From another man, with better taste in cologne, this would have struck me as a really sweet and thoughtful gesture. But then I read the letter. It was basically a typed list of directions in Comic Sans on how to take care of Bobbio, complete with cheesy clip art. Here are some actual, unedited excerpts (although it killed me not to correct the grammar mistakes):
– Please apply lots of hugs and kisses on the Bunnio daily, at least 10 times!
– Make sure Bunnio is always entertained! Shows to avoid include American Idol as it makes Bunnio break into dry heaves!… Bunnio does enjoy The Real Housewives of Atlanta and New Jersey though, but don’t judge… only real rabbits wear pink!
– Bunnio is phone friendly, so you can insert your phone into Bunnio’s back and it will sound like your friends are talking from the Bunnio rabbit itself! Don’t try with creepy sounding people, or nightmares may be a side effect (please note, not all models of Bunnios have this function. Upgrades are available after a year of ownership)
– Bunnio is prone to loud snoring!
– Do make sure that Bunnio eats right as he sometimes tends to overdue snack foods and finds it difficult to get into his rather fetching pink ribbon!
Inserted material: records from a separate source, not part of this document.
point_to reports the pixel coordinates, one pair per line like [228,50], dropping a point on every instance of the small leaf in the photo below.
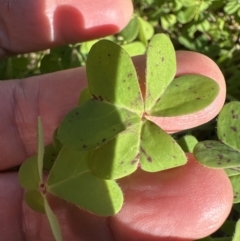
[71,180]
[160,70]
[40,152]
[28,174]
[216,154]
[228,125]
[94,123]
[35,200]
[185,95]
[187,143]
[84,96]
[108,65]
[52,219]
[118,157]
[236,188]
[159,151]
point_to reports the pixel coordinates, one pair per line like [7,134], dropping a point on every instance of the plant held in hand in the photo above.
[110,134]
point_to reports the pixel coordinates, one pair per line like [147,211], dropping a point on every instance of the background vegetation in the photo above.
[211,27]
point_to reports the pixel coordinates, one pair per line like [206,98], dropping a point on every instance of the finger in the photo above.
[35,25]
[180,204]
[192,63]
[51,96]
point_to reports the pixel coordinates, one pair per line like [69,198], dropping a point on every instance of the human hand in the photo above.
[180,204]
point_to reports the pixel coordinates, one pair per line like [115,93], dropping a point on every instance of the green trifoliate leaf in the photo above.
[236,236]
[94,123]
[137,146]
[186,94]
[112,76]
[216,154]
[35,200]
[158,150]
[28,174]
[187,143]
[52,219]
[71,180]
[40,151]
[235,180]
[84,96]
[118,157]
[160,69]
[228,125]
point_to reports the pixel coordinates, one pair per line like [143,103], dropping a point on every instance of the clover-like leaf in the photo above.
[118,157]
[93,123]
[186,94]
[35,200]
[137,146]
[160,69]
[158,150]
[236,188]
[71,180]
[53,221]
[216,154]
[228,125]
[112,76]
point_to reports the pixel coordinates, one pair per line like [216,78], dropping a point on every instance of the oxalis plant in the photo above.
[110,133]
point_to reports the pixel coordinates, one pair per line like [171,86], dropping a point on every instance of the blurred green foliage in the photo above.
[211,27]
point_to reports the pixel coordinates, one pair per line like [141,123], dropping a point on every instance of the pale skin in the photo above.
[181,204]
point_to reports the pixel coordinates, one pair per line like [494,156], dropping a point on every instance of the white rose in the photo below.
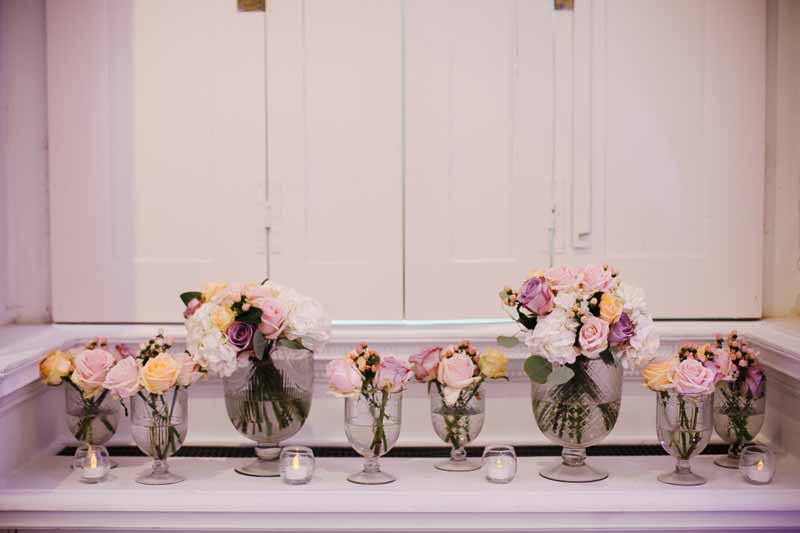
[554,338]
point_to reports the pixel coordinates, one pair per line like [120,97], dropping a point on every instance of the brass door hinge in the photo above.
[251,5]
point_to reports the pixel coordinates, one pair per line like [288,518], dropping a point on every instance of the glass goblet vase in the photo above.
[683,424]
[578,414]
[268,401]
[457,424]
[159,423]
[372,426]
[92,421]
[738,417]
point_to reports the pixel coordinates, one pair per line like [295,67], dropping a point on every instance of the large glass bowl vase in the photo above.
[92,421]
[268,401]
[372,426]
[738,418]
[684,425]
[579,414]
[458,425]
[159,423]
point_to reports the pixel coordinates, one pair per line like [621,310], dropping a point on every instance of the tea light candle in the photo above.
[94,465]
[500,464]
[297,465]
[757,464]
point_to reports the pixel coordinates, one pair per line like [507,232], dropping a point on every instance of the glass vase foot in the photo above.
[371,478]
[463,465]
[726,461]
[686,479]
[578,473]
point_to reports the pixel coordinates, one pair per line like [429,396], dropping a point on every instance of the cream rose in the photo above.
[160,373]
[55,367]
[492,363]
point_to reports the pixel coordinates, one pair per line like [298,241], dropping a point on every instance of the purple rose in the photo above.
[240,335]
[535,295]
[754,380]
[622,330]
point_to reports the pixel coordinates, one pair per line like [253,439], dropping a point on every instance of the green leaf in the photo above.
[292,345]
[259,344]
[538,368]
[187,297]
[560,375]
[252,316]
[507,342]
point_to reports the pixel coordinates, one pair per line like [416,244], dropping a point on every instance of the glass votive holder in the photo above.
[93,464]
[499,463]
[757,464]
[297,465]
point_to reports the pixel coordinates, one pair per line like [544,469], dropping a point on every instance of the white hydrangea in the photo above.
[554,337]
[207,344]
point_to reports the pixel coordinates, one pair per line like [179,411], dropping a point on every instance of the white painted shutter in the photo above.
[157,165]
[479,88]
[335,153]
[669,151]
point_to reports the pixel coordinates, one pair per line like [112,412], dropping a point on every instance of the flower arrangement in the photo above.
[85,370]
[233,325]
[365,373]
[457,372]
[570,317]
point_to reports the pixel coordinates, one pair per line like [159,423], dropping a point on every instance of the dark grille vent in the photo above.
[432,451]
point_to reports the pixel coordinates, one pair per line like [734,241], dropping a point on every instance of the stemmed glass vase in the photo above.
[268,401]
[738,418]
[457,424]
[684,425]
[578,414]
[92,421]
[159,424]
[372,426]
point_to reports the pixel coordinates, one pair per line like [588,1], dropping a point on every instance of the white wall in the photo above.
[782,207]
[24,235]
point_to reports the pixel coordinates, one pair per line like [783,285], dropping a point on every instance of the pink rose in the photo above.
[722,365]
[91,368]
[344,379]
[273,318]
[563,277]
[593,337]
[536,296]
[123,379]
[393,374]
[596,278]
[426,363]
[694,378]
[188,370]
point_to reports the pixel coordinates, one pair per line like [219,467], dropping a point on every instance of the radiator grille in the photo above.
[222,452]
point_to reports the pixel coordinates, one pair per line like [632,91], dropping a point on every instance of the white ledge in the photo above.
[47,493]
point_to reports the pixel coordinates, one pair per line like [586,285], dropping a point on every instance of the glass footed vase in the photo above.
[91,421]
[159,424]
[268,401]
[683,423]
[579,414]
[738,418]
[372,426]
[457,424]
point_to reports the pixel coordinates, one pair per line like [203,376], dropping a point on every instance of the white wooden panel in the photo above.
[479,147]
[335,153]
[677,150]
[157,166]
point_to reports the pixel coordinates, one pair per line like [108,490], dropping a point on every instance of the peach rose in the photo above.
[160,373]
[55,367]
[91,368]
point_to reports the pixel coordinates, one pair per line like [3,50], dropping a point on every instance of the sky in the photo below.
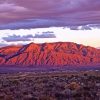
[25,21]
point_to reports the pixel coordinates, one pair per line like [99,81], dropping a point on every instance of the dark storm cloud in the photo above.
[45,35]
[15,38]
[46,13]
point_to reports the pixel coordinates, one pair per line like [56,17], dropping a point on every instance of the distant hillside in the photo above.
[51,54]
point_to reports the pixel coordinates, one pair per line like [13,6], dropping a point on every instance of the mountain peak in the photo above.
[54,54]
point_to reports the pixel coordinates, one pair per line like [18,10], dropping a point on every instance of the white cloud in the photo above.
[11,7]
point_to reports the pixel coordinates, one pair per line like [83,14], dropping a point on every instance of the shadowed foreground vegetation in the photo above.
[83,85]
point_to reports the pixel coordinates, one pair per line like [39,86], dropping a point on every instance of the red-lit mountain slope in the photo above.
[55,54]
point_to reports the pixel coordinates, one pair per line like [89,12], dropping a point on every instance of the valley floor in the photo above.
[76,85]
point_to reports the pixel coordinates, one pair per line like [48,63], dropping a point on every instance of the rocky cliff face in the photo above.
[55,54]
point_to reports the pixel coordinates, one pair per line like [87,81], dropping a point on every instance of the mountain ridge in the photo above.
[49,54]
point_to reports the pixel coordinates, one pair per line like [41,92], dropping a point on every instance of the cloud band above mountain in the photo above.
[43,13]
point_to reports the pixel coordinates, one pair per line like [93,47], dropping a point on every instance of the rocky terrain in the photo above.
[84,85]
[50,54]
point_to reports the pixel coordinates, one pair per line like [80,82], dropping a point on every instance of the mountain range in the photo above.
[50,54]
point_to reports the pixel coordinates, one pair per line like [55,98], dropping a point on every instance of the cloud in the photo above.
[11,7]
[45,35]
[16,38]
[43,13]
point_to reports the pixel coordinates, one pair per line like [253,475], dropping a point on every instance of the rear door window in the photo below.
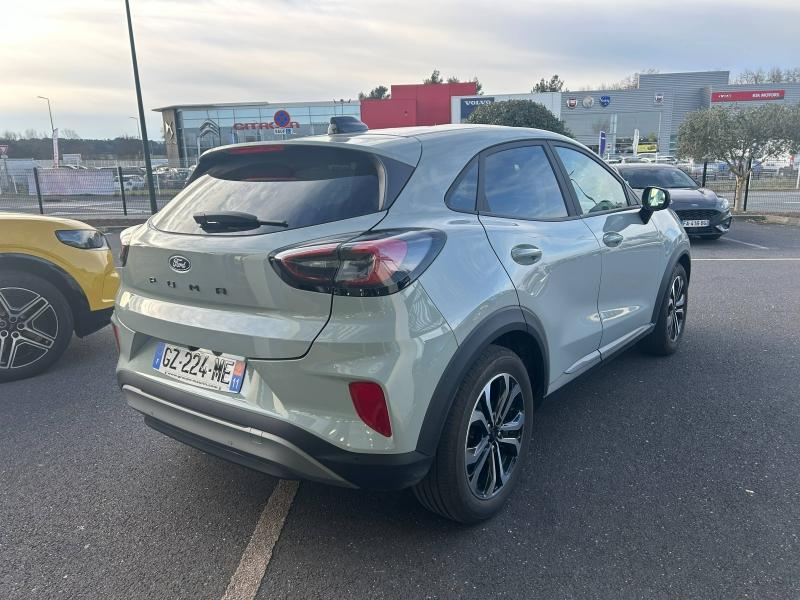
[300,185]
[520,183]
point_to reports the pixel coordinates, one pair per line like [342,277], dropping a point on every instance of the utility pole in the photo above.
[52,132]
[145,143]
[138,129]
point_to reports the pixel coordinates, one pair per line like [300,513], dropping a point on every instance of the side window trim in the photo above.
[475,160]
[565,193]
[563,170]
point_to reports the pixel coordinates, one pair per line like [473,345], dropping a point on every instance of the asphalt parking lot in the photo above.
[648,478]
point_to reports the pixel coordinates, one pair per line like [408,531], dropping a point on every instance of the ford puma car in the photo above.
[701,211]
[57,278]
[384,309]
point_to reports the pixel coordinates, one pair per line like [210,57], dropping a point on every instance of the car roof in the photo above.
[406,143]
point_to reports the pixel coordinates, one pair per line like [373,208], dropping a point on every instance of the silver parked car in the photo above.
[384,309]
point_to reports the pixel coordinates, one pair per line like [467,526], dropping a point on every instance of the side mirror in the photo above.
[653,199]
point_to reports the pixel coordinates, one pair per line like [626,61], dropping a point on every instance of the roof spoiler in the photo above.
[346,124]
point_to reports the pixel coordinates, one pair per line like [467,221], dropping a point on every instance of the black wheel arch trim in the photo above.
[662,288]
[501,322]
[86,321]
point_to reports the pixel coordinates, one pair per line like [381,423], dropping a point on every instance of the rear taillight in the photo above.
[374,264]
[370,404]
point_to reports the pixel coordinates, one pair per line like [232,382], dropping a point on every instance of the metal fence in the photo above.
[767,190]
[104,192]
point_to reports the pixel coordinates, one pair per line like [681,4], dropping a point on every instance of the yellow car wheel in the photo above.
[36,325]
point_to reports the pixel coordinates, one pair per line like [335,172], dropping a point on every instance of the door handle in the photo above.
[525,254]
[612,239]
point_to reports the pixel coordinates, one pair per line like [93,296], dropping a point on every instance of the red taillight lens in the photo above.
[370,405]
[123,254]
[374,264]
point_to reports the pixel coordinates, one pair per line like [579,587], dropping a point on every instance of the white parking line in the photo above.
[247,579]
[727,239]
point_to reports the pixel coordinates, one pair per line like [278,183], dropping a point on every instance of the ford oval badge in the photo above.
[179,263]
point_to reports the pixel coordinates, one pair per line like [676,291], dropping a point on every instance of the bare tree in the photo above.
[737,137]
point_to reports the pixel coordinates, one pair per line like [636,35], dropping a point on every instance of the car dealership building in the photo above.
[656,108]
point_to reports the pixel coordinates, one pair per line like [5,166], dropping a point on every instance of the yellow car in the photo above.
[57,277]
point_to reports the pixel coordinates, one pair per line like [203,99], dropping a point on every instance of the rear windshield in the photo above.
[665,177]
[299,185]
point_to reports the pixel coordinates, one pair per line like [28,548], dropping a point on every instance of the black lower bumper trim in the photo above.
[371,471]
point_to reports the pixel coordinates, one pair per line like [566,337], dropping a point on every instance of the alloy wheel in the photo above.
[494,436]
[676,308]
[28,327]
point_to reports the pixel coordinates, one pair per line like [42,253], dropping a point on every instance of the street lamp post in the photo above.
[138,129]
[49,111]
[145,143]
[52,131]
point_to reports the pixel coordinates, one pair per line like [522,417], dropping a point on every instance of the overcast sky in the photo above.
[194,51]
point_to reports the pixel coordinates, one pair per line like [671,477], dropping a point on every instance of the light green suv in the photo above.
[384,309]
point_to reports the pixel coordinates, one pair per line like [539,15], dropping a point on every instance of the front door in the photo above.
[549,253]
[632,251]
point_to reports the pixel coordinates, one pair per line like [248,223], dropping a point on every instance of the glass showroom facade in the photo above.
[193,129]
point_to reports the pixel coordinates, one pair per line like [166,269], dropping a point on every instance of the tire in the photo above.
[665,338]
[36,324]
[448,489]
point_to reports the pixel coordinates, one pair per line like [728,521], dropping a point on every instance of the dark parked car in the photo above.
[702,212]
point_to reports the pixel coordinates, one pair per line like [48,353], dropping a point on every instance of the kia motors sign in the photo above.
[748,96]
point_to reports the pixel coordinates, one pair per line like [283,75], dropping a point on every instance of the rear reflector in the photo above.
[116,335]
[376,263]
[370,405]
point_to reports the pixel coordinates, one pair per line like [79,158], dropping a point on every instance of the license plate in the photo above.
[221,372]
[696,223]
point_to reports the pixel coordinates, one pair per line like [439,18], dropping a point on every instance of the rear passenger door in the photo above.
[633,253]
[549,253]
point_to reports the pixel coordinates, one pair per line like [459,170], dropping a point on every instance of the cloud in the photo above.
[194,51]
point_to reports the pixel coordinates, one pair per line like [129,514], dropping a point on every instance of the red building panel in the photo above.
[416,104]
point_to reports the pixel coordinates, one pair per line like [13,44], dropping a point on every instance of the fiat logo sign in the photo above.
[179,263]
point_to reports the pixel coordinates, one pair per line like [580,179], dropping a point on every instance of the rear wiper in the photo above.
[231,220]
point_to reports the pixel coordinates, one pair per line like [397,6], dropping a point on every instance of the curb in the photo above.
[767,218]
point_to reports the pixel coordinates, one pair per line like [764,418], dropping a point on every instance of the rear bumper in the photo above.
[90,321]
[263,443]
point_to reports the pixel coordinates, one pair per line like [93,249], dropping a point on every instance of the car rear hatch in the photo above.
[212,286]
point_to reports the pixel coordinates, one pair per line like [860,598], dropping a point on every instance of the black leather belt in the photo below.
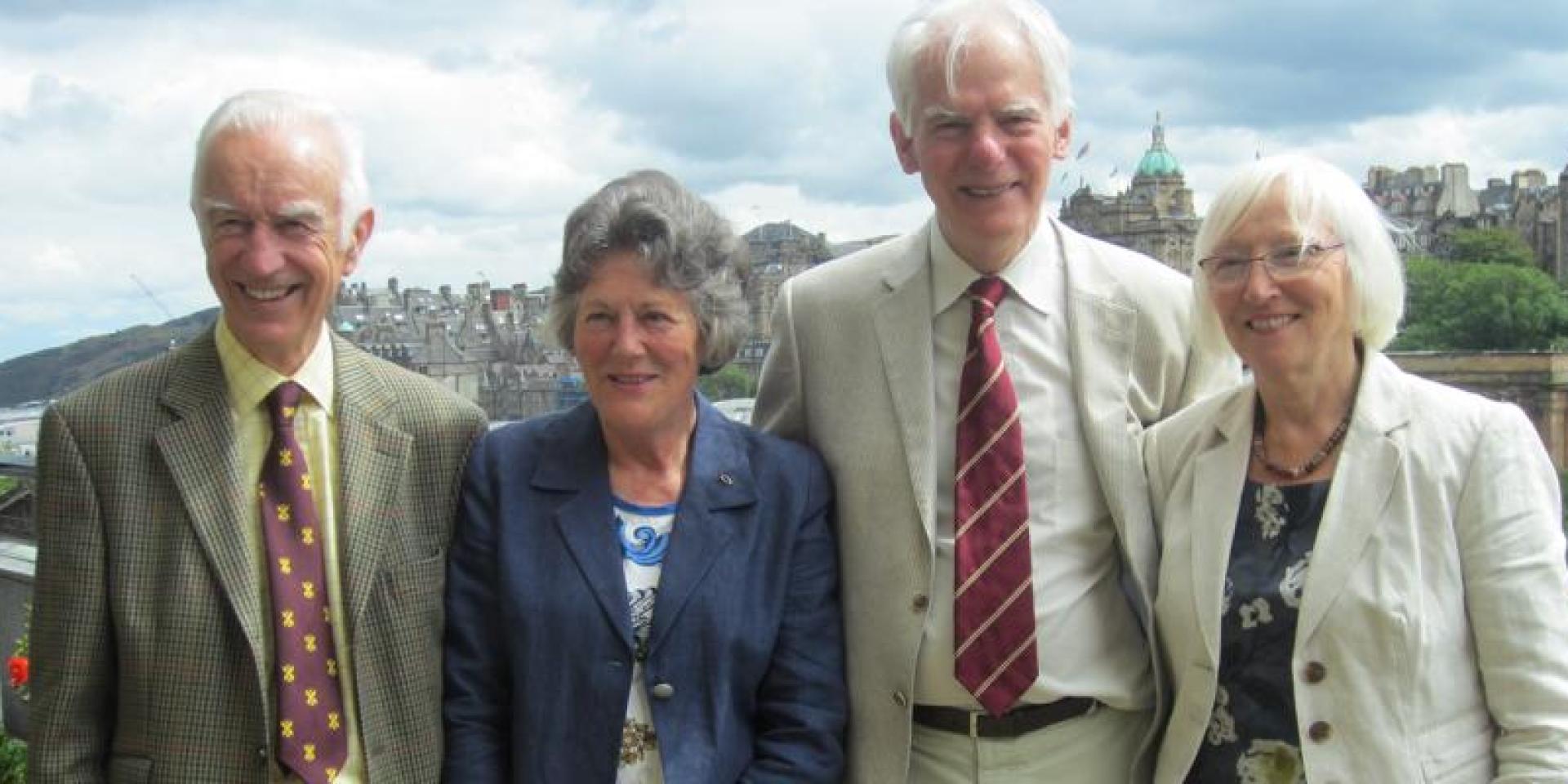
[1018,722]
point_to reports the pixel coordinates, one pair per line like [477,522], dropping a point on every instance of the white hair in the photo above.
[278,110]
[1319,198]
[957,24]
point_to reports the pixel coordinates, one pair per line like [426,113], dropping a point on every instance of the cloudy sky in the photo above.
[488,119]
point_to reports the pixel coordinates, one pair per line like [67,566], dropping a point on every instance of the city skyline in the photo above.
[487,122]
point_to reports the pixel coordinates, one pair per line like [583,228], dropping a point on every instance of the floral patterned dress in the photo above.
[1254,734]
[645,540]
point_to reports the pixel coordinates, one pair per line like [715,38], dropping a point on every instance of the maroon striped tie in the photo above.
[993,590]
[313,737]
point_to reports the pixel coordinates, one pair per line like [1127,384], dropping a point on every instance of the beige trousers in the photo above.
[1097,748]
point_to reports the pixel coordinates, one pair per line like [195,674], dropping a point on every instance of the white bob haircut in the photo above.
[957,24]
[261,110]
[1324,206]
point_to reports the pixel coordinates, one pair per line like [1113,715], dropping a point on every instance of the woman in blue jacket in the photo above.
[642,590]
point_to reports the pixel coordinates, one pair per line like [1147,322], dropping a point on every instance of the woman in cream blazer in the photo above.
[1431,604]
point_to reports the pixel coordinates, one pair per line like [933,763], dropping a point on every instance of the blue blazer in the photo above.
[746,629]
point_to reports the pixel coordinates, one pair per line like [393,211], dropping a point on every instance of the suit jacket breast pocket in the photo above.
[417,584]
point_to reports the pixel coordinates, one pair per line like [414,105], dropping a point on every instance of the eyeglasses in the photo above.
[1283,264]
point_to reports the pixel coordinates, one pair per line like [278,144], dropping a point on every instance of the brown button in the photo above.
[1314,671]
[1321,731]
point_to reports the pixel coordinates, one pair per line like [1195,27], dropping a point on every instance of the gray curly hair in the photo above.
[688,247]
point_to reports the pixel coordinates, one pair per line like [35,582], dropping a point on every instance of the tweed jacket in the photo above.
[148,632]
[850,373]
[745,635]
[1432,640]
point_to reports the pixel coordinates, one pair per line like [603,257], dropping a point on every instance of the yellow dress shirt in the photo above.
[250,381]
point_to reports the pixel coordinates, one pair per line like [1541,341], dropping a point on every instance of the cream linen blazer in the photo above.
[1437,603]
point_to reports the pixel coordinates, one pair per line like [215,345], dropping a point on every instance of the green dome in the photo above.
[1159,162]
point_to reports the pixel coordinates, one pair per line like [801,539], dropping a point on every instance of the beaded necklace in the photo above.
[1312,463]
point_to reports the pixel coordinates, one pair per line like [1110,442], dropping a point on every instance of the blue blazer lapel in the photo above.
[717,488]
[577,465]
[198,449]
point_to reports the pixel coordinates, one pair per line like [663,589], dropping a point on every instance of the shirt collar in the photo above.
[1034,274]
[250,380]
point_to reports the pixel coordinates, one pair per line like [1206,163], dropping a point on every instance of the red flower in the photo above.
[18,668]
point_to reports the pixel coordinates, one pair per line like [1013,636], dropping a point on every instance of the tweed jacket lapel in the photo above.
[1360,496]
[581,466]
[719,480]
[373,461]
[198,449]
[903,333]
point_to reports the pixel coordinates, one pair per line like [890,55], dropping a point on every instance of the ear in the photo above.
[1063,138]
[902,145]
[363,228]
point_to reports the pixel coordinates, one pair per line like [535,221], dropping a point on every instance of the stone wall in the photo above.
[1534,381]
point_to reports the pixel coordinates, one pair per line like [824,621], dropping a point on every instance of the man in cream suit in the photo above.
[158,653]
[866,366]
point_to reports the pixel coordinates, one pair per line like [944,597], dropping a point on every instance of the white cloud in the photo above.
[488,119]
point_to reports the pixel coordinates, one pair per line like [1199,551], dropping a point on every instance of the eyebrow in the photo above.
[942,114]
[306,211]
[211,206]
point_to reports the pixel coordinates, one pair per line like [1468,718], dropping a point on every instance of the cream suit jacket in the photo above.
[850,373]
[148,627]
[1437,601]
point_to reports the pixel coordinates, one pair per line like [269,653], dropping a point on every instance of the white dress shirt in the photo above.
[1089,639]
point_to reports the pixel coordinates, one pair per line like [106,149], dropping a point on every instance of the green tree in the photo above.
[728,383]
[1491,247]
[1479,306]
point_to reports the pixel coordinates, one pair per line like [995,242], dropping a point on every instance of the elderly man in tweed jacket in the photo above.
[157,647]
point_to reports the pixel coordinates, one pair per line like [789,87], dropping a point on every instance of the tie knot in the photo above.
[991,289]
[283,402]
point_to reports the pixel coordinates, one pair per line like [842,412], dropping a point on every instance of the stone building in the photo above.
[1435,201]
[778,253]
[1155,216]
[1537,381]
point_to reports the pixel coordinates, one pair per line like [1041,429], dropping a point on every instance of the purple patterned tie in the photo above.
[993,586]
[313,739]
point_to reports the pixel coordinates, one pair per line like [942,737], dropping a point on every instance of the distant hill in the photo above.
[52,372]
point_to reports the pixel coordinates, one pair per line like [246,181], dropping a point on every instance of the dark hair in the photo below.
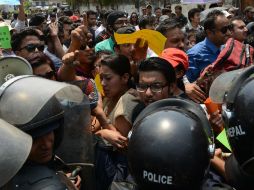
[213,5]
[68,13]
[65,20]
[17,38]
[192,13]
[146,20]
[131,21]
[157,8]
[178,7]
[119,64]
[37,19]
[160,65]
[250,39]
[209,23]
[168,24]
[90,12]
[200,36]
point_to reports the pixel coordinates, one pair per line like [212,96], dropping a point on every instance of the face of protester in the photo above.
[178,12]
[44,71]
[113,84]
[175,39]
[220,34]
[144,11]
[149,10]
[119,23]
[29,45]
[196,18]
[239,31]
[42,148]
[134,17]
[52,19]
[91,20]
[67,31]
[158,13]
[150,78]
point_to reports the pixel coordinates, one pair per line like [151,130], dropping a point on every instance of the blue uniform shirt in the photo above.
[200,56]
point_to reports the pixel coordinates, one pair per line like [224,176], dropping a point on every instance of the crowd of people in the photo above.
[147,127]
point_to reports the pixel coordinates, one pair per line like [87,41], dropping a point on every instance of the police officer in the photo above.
[170,146]
[13,142]
[235,90]
[40,112]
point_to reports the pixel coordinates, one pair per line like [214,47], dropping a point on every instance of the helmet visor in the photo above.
[28,94]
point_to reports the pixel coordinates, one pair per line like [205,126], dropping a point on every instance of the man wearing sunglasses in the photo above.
[26,43]
[156,80]
[218,30]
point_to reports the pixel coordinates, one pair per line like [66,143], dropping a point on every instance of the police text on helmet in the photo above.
[157,178]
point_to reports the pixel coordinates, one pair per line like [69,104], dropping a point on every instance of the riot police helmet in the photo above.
[28,105]
[169,146]
[238,113]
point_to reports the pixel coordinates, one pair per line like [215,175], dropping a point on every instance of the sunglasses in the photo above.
[224,29]
[156,87]
[48,75]
[33,47]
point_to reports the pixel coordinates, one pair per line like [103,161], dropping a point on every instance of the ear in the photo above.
[111,29]
[117,49]
[171,89]
[179,74]
[125,78]
[209,32]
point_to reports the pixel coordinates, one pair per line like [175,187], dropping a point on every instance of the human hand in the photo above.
[76,182]
[78,57]
[140,50]
[53,27]
[195,93]
[115,138]
[216,121]
[79,37]
[133,92]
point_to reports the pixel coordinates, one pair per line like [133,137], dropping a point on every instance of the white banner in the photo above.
[9,2]
[199,1]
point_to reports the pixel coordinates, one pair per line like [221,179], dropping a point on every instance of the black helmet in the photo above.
[49,118]
[238,113]
[169,146]
[28,105]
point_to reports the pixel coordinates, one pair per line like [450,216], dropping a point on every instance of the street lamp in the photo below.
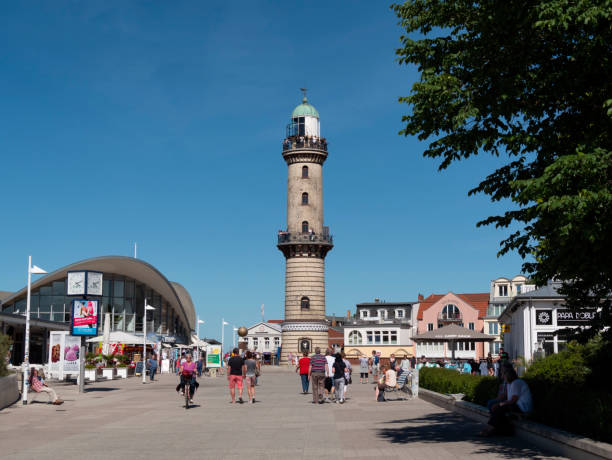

– Bunnios love cold so make sure that AC is at least on 70 degrees or slightly lower at all times!
I thanked Bobbio for his lovely gift and let him kiss me goodbye. This time I was at least assertive enough to firmly push him away after a quick peck. I couldn’t get out of there fast enough. I drove straight to my friend Liza’s house to share the tale – and the memento! I was too cowardly to actually call Bobbio to reject him, so Liza helped me craft an email message. I tried to be as gentle and caring as possible. I can’t remember exactly how it was worded, but it was something along the lines of “it’s not you, it’s me.” Spoiler alert – it definitely was him, not me. He messaged back within minutes – he thanked me for my time and my honesty and told me that he wasn’t shocked because “his Spidey senses had been tingling.”
THE END (for real this time)
Royal Herpetology Field Guide Notes –
1. It doesn’t matter how good someone seems on paper if you’re not into him.
2. Online dating profiles aren’t always 100% accurate. (GASP!)
3. Flattery will get you nowhere if it’s disturbing in its content and frequency.
4. You are in no way obligated to kiss someone, even if they ask politely.
5. Saying no to a request for a kiss (or anything else!) does not make you a rude person.
6. Beware of men who give you toys on the second date!
*Names have been changed to protect the innocent.